Lange Auswärtsfahrten stellen Berufstätige vor Herausforderungen

Dass die Brucker Panther als reine Amateur-Mannschaft in der 2. Bundesliga spielen, fordert natürlich seinen Tribut. Während sich die Gegner unter der Woche voll auf Training, Physiotherapie und Erholung konzentrieren können, geht Lex seinem Beruf als Mess- und Regeltechniker bei den Stadtwerken München nach. Neben der körperlichen Belastung hat das Auswirkungen auf die Urlaubsplanungen des Abwehrchefs, da bei den Profis auch Wochentagsspiele ohne Rücksicht auf den Anfahrtsweg angesetzt werden. „Bei weiten Fahrten nehme ich schon mal zwei Tage frei“, sagt Lex.
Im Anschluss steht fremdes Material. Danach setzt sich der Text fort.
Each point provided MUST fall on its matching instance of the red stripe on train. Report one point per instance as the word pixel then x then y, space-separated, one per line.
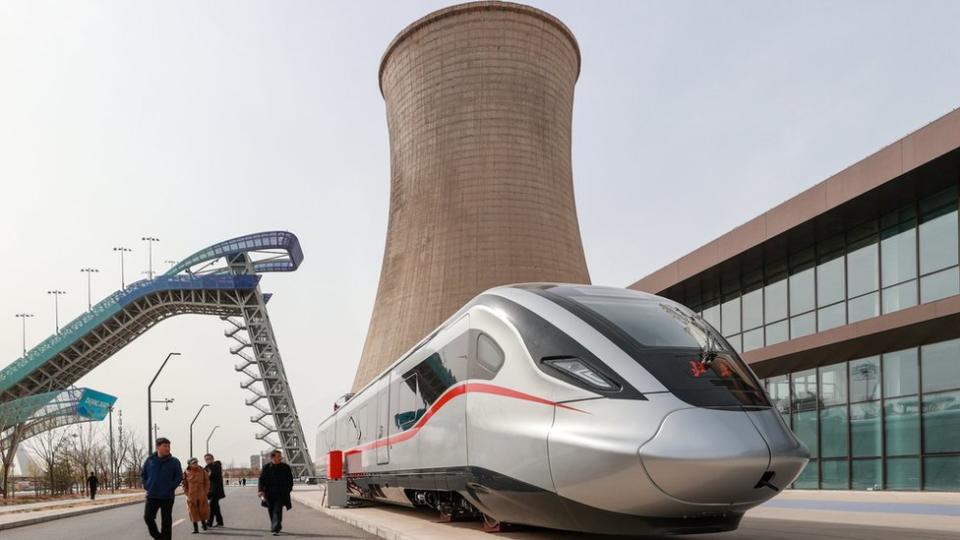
pixel 480 388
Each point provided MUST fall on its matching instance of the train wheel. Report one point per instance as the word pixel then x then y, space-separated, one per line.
pixel 491 525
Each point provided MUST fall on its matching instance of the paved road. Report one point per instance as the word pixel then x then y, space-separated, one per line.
pixel 243 516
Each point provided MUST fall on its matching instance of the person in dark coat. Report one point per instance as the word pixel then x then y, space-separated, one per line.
pixel 161 476
pixel 92 483
pixel 274 487
pixel 215 469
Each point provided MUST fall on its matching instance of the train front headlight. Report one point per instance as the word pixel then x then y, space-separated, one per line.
pixel 579 370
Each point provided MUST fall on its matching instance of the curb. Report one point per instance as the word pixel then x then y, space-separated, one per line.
pixel 63 515
pixel 381 532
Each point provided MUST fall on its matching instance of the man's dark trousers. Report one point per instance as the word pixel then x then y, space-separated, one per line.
pixel 275 509
pixel 166 518
pixel 215 514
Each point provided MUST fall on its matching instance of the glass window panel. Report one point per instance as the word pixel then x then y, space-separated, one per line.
pixel 941 422
pixel 778 388
pixel 834 474
pixel 805 390
pixel 712 316
pixel 801 292
pixel 730 316
pixel 902 425
pixel 865 379
pixel 753 309
pixel 939 285
pixel 830 282
pixel 802 325
pixel 938 242
pixel 867 474
pixel 903 473
pixel 865 436
pixel 941 365
pixel 808 478
pixel 777 332
pixel 863 269
pixel 736 343
pixel 775 301
pixel 831 317
pixel 753 339
pixel 833 384
pixel 864 307
pixel 898 256
pixel 833 432
pixel 900 373
pixel 942 473
pixel 805 428
pixel 900 297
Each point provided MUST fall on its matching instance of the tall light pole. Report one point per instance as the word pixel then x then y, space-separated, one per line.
pixel 23 320
pixel 208 437
pixel 113 482
pixel 150 424
pixel 191 426
pixel 56 307
pixel 88 272
pixel 122 250
pixel 150 240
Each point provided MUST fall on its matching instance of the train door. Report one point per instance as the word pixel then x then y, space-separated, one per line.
pixel 383 422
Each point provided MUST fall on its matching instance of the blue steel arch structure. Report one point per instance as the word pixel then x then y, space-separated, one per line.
pixel 222 280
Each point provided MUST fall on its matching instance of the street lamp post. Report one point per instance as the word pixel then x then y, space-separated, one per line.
pixel 88 272
pixel 23 319
pixel 208 437
pixel 113 482
pixel 150 240
pixel 191 426
pixel 56 307
pixel 150 401
pixel 122 250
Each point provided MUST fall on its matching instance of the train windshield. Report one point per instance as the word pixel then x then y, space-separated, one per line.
pixel 676 346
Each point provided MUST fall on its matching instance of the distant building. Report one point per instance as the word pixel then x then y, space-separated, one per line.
pixel 846 300
pixel 479 101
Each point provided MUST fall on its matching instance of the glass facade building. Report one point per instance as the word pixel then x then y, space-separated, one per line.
pixel 890 421
pixel 890 262
pixel 849 312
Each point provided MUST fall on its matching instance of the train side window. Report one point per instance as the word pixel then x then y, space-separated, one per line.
pixel 441 370
pixel 489 358
pixel 408 408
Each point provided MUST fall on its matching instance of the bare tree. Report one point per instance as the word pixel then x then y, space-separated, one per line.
pixel 50 447
pixel 81 453
pixel 136 455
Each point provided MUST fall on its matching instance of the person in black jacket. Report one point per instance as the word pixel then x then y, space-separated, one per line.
pixel 215 469
pixel 92 483
pixel 161 476
pixel 274 487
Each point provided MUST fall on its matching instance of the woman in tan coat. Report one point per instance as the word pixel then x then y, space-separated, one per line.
pixel 196 484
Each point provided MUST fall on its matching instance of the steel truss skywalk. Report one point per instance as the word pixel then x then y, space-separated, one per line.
pixel 221 280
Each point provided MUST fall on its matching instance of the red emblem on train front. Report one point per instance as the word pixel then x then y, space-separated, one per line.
pixel 697 368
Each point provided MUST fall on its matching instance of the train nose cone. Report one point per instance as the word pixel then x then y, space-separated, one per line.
pixel 706 456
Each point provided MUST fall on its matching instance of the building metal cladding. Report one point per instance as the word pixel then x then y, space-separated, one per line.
pixel 846 300
pixel 479 101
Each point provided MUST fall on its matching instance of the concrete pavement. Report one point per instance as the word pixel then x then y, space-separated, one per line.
pixel 793 515
pixel 243 516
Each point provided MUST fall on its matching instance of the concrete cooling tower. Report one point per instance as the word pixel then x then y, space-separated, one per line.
pixel 479 101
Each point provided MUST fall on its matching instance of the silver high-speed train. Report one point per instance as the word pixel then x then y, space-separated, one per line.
pixel 574 407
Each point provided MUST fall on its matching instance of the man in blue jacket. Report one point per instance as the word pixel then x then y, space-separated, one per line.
pixel 161 475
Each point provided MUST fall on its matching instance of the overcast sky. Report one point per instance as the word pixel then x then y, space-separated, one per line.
pixel 198 121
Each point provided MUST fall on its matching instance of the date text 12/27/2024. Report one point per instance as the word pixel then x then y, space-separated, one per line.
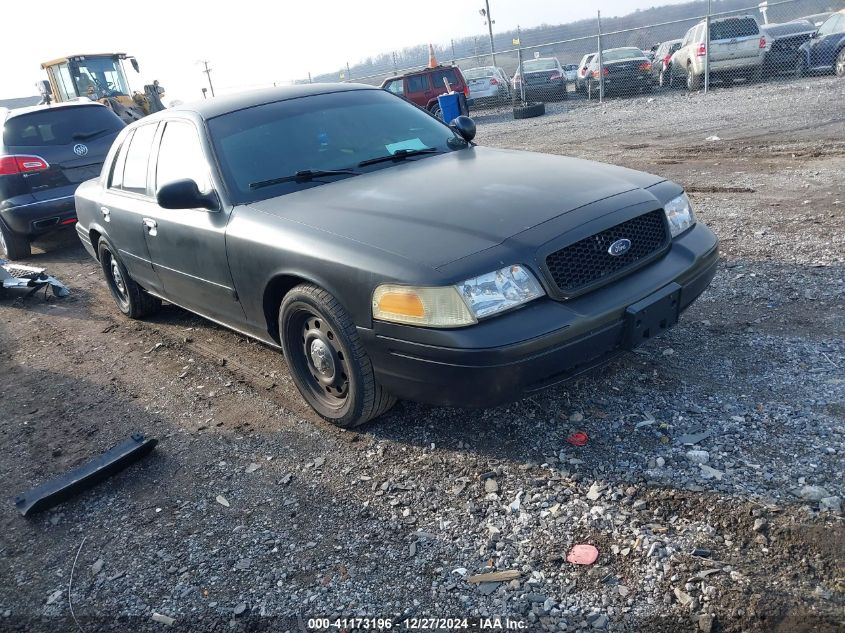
pixel 494 623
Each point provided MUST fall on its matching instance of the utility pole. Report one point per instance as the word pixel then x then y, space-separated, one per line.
pixel 490 31
pixel 207 71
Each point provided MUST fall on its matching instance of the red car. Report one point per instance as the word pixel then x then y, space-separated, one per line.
pixel 422 87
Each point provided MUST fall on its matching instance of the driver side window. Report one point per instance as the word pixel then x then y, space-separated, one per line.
pixel 180 156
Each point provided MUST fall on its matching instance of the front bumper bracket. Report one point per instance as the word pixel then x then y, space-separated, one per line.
pixel 86 476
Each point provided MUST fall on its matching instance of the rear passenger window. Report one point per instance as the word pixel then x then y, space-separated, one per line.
pixel 116 176
pixel 137 159
pixel 396 86
pixel 180 156
pixel 418 83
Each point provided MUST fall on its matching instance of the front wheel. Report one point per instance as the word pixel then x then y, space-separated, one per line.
pixel 839 65
pixel 327 361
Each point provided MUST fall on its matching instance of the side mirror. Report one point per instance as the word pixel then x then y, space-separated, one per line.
pixel 464 126
pixel 184 194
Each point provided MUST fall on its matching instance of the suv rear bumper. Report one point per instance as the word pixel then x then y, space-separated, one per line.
pixel 461 368
pixel 28 216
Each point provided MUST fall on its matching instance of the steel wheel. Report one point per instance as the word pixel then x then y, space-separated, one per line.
pixel 116 280
pixel 322 359
pixel 327 361
pixel 131 298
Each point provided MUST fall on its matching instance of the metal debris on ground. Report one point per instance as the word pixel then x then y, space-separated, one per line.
pixel 86 476
pixel 28 279
pixel 578 439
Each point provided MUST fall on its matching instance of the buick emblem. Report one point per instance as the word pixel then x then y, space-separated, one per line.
pixel 619 247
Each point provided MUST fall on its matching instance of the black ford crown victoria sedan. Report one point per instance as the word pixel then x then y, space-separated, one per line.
pixel 384 252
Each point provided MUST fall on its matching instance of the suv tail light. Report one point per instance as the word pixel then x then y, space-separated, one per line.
pixel 21 164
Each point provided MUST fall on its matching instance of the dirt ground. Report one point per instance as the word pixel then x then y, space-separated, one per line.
pixel 380 522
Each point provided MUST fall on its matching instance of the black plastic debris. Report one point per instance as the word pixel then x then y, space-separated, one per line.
pixel 86 476
pixel 17 279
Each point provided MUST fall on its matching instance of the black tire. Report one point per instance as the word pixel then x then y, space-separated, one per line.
pixel 529 110
pixel 839 64
pixel 693 80
pixel 12 245
pixel 130 298
pixel 343 389
pixel 800 67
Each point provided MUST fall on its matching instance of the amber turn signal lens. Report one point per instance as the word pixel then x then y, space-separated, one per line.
pixel 404 303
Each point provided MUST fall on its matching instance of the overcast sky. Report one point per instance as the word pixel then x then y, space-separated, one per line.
pixel 252 43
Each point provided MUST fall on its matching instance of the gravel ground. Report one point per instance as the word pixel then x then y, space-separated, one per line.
pixel 711 483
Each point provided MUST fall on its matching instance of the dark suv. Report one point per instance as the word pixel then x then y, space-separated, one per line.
pixel 422 87
pixel 45 152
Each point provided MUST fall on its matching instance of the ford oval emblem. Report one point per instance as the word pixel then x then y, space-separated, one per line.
pixel 619 247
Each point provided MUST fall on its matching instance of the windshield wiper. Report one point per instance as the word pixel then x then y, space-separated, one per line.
pixel 399 154
pixel 303 176
pixel 81 136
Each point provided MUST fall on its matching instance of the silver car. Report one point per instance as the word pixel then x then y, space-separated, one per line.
pixel 487 84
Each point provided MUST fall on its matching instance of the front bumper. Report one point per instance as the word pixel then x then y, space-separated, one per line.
pixel 544 343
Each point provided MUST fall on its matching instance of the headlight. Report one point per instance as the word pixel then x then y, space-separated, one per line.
pixel 679 213
pixel 458 305
pixel 500 290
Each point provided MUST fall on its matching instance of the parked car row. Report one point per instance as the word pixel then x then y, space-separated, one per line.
pixel 739 49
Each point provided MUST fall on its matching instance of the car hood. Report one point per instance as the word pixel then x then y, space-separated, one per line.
pixel 437 209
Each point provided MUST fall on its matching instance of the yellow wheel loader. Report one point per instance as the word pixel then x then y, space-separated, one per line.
pixel 100 78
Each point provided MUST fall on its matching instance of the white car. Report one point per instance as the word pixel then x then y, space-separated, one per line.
pixel 737 49
pixel 487 83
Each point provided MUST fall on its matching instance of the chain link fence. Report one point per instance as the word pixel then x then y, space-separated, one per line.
pixel 696 46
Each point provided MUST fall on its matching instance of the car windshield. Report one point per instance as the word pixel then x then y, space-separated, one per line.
pixel 618 54
pixel 60 126
pixel 334 131
pixel 534 65
pixel 479 73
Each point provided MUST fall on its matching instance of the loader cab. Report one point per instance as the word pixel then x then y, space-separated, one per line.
pixel 93 77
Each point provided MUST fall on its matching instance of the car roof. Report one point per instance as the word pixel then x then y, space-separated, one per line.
pixel 216 106
pixel 419 71
pixel 6 113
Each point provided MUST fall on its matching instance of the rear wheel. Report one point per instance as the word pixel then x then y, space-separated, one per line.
pixel 839 65
pixel 12 245
pixel 132 300
pixel 693 80
pixel 327 361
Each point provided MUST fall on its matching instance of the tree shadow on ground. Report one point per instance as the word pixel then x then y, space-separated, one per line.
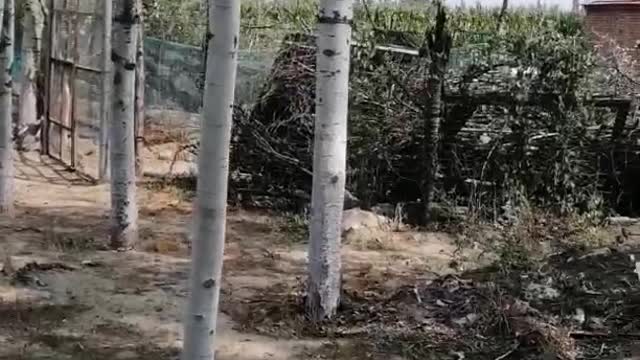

Ein Großteil des Jahresurlaubs geht dabei für den Handball drauf.

Wohl dem, der einen Partner hat, der das zeitintensive Hobby mitmacht – zumal sich die Zahl der Trainingseinheiten seit Bayernligazeiten von drei auf fünf in der Woche erhöht hat.

Das Verständnis seiner Nina ist Lex dabei sicher. Der Grund: „Sie ist selbst Sportlerin, spielt Handball und macht Cheerleading“, sagt Lex. Und so konnte Lex sich im vergangenen Jahr nicht nur den Traum von der 2. Bundesliga erfüllen, sondern im Juli auch noch seine Hochzeit feiern.